That would be an expensive way of finding something to write about!
Gill will be jealous and might stop reading! and Kev asked why we gave up keeping them.
There were several reasons. We were thinking about moving to Wales, our neighbour who milked for us when we were on holiday had started to get arthritis in her hands and with the children moved out we didn't need as much milk. The first person who planned to buy our goats then backed out, we gave up the moving plan when we searched for a house and found that everyone selling was English, moving back to England, had bought when prices were high, and wanted daft amounts for their houses, and then to cap it all I wasn't well for a while. By the time I was better and the house move was cancelled a new enthusiastic buyer had appeared on the scene. So we sold the girls and didn't regret it. Goats are a real tie, it's easy to ask someone to feed chickens and collect eggs but not so simple to find a goat milker. Even a long day out needed someone to come and check them.
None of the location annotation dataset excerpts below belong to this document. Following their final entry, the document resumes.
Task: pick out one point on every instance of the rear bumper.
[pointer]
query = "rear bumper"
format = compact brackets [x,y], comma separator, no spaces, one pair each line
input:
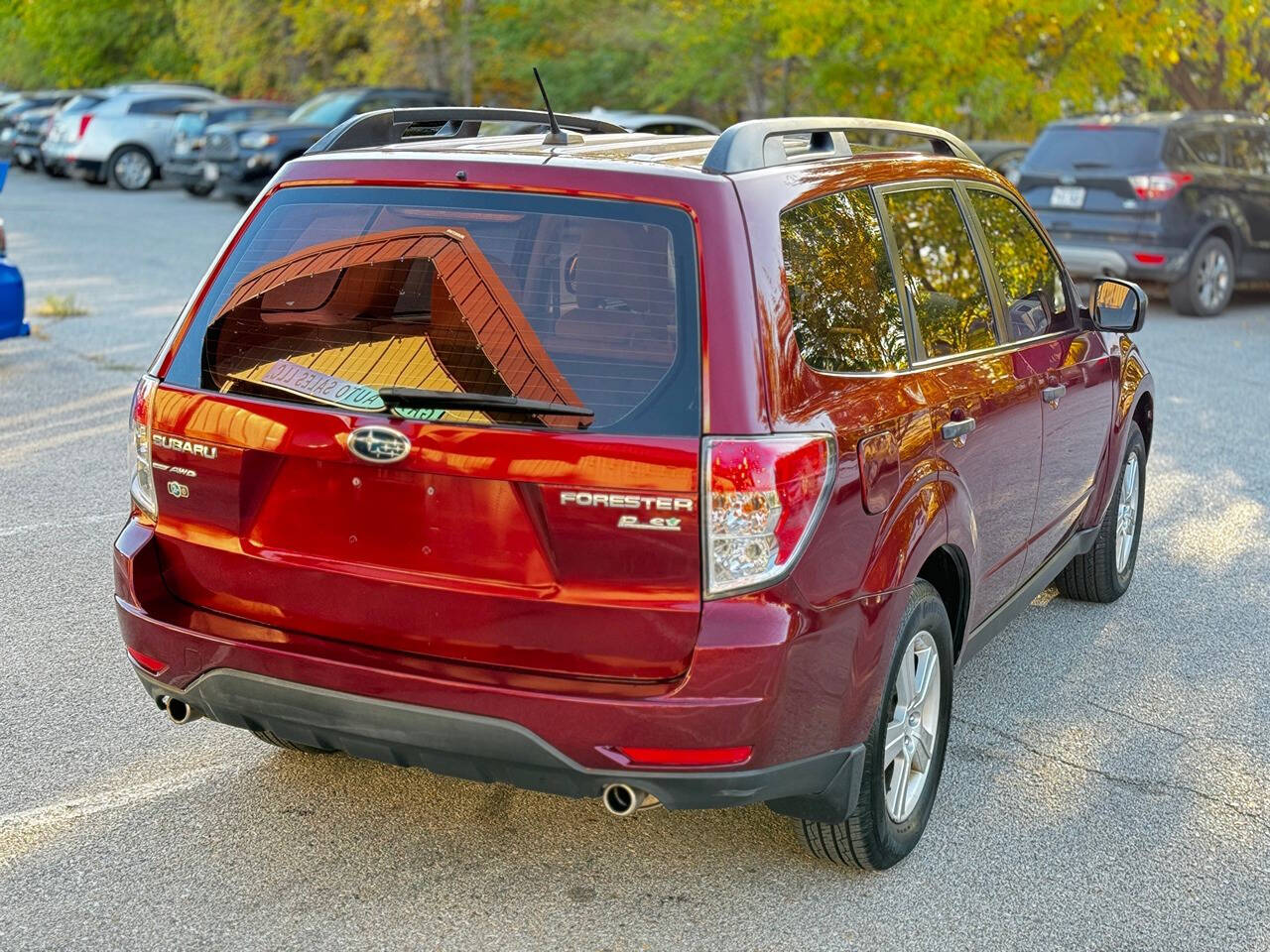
[1119,261]
[802,690]
[488,749]
[186,172]
[85,168]
[248,175]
You can't keep one goat on it's own and they need mating at least every other year to keep producing milk. That's not easy now as there are all sorts of movement restrictions.
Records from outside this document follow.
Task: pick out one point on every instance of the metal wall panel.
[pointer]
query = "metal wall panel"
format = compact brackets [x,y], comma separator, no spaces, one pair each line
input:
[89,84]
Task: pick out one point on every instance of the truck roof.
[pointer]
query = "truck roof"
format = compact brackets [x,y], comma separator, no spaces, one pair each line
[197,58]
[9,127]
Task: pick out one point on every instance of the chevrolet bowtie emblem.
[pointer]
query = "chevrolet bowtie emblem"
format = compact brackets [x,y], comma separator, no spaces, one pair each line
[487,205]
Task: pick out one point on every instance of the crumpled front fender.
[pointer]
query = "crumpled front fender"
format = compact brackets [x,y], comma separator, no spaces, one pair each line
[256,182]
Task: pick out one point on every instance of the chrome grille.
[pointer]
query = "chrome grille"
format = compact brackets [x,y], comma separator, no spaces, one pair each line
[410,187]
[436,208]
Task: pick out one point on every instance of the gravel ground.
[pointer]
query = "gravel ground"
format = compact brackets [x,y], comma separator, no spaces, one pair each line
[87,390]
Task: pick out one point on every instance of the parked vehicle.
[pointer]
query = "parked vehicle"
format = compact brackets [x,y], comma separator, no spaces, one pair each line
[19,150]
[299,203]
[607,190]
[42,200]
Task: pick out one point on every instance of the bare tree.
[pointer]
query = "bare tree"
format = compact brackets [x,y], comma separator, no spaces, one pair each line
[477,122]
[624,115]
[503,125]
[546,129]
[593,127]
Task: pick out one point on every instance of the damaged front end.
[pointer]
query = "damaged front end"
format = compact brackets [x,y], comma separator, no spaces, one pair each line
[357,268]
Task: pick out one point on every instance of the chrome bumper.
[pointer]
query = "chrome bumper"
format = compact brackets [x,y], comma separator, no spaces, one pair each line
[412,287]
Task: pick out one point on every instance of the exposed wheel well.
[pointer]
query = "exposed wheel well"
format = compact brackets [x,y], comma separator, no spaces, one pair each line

( Only totally insane people keep a Billy goat !!)
But they are such gorgeous animals to keep, loads of character and it's lovely having fresh milk everyday without needing to go the the shop. The smallholding just doesn't seem right without them.
Another BUT - The price of a good milking goat is now around £200! They were around £50 for years and when you want to buy goats it's always hard to find any for sale.
Here are a couple of photos of the goats we had at various times - can you see why I loved them!
On the plus side - I kept my stainless steel milking bucket!
So we shall think about it. Or I will think about it and let Him Outside know what I decide!
And now a question -- Who had the last laugh me or Tesco?
Last week I did my main monthly shopping at Tesco and at the till I was given a £4 off £30 spend ( to use before tomorrow) and a £2.56 voucher because my shopping was more expensive than elsewhere, I also had several through-the-post vouchers for things I buy.
Now today I needed to shop for a few things, milk, celery, fruit and three things missed off the list last week. That would probably have come to about £10. So my dilemma was :-
1. Do I just get what I need and not use the vouchers
2. Or do I spend extra on some store cupboard stuff, make the most of the voucher which is after all more than10% off.
Have I got £30 pounds available - YES
So YES I did use the vouchers and I counted up as I went round and got £32.24 of things I needed today and things for the store cupboard for £24.18p.
So did I win by saving £8 on food or did they win by making me spend more than I would have done today?